Hypothesis

Intermittent, low‑dose GH pulses paired with liver‑specific knockdown of IGF‑1 production will preserve muscle and bone anabolism while maintaining circulating IGF‑1 in the range associated with improved insulin sensitivity and longevity.

Rationale

• Somatopause drives sarcopenia and metabolic dysfunction, yet centenarians exhibit low IGF‑1 bioactivity alongside preserved insulin sensitivity (2).
• GH replacement improves lean mass and bone density but provokes insulin resistance, hyperglycemia, and oncogenic risk (3).
• Hepatic IGF‑1 accounts for ~75 % of circulating IGF‑1; muscle‑derived IGF‑1 acts locally and is less tied to systemic metabolic effects (1).
• An inverse U‑shaped relationship links IGF‑1 levels to metabolic syndrome, with both excess and deficiency worsening risk (5).
• Sex‑specific signaling shows IGF‑1 dominates female aging while insulin signaling is more influential in males (6).

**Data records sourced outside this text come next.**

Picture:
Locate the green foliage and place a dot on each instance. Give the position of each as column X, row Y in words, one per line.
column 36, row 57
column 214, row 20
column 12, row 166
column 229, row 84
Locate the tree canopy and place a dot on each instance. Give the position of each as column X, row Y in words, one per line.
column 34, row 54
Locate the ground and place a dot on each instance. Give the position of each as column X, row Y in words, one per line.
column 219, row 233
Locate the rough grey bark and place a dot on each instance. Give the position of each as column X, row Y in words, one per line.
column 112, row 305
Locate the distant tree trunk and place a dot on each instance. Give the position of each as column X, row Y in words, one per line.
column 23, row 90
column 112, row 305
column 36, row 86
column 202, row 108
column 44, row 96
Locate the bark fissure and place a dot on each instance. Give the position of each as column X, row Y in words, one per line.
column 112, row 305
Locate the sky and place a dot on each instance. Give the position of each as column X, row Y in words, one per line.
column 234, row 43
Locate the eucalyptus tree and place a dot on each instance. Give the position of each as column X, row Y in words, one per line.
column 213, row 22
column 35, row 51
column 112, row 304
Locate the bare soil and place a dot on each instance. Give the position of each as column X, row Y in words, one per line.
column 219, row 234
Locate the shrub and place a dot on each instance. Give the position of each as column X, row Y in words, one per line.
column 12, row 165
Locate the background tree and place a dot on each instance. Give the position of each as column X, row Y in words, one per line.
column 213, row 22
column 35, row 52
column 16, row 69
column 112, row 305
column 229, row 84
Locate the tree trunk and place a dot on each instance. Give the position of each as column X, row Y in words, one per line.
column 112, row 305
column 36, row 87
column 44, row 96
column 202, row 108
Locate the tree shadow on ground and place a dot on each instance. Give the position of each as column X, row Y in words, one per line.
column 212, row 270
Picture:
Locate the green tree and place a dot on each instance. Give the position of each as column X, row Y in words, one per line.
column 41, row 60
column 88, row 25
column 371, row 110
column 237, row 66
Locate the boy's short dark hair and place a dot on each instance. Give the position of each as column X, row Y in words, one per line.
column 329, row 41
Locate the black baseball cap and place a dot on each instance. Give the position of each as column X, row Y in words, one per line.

By suppressing hepatic IGF‑1 we aim to shift the systemic IGF‑1 curve leftward into the favorable low‑normal zone, while pulsatile GH spikes provide transient activation of muscle and bone IGF‑1 receptors, delivering anabolic signals without sustaining high systemic IGF‑1 that drives insulin resistance and tumorigenesis.

Predictions

1. Circulating IGF‑1 will remain 20‑30 % below youthful levels but above the severe deficiency seen in Global GH‑KO mice.
2. Muscle mass and bone density will increase comparably to continuous GH therapy (3).
3. Insulin tolerance and fasting glucose will improve relative to continuous GH treatment, resembling the phenotype of IGF‑1‑low centenarians (2).
4. Visceral adipose inflammation (γδ T‑cell infiltration) will not exacerbate, as low systemic IGF‑1 reduces inflammasome priming (4).
5. Tumor incidence in aged rodents will not rise above baseline, contrasting with the elevated cancer risk observed with chronic GH replacement.

Experimental Design

Model: 20‑month‑old C57BL/6J mice (both sexes). Groups (n=15 per sex):

• Vehicle control
• Continuous GH (0.1 mg/kg/day, subcutaneous)
• Pulsatile GH (0.1 mg/kg every 48 h, mimicking secretory bursts)
• Liver‑specific IGF‑1 siRNA (AAV8‑TF‑siIGF1, single dose)
• Combined pulsatile GH + liver IGF‑1 siRNA

Intervention duration: 16 weeks. Outcomes:

• Serum IGF‑1, GH, insulin, glucose (ELISA, fasting)
• Dual‑energy X‑ray absorptiometry for lean/fat mass and bone mineral density
• Hyperinsulinemic‑euglycemic clamp for insulin sensitivity
• Flow cytometry of visceral adipose γδ T cells (4)
• Histopathology of liver, lung, and mammary glands for neoplasia
• RNA‑seq of gastrocnemius to verify IGF‑1 receptor pathway activation

Statistical analysis: Two‑way ANOVA (treatment × sex) with post‑hoc Tukey; significance set at p<0.05.

Potential Implications

If validated, this strategy would provide a mechanistic bridge between the longevity benefits of reduced IGF‑1 signaling and the clinical need to counteract age‑related musculoskeletal decline. It suggests that spatially and temporally restricted IGF‑1 modulation—rather than global GH blockade or replacement—can optimize the trade‑off between anabolism and metabolic health. Success would prompt translation to larger mammals and early‑phase human trials using liver‑targeted antisense oligonucleotides or CRISPR‑based epigenetic editors alongside FDA‑approved GH secretagogues administered in a pulsatile regimen.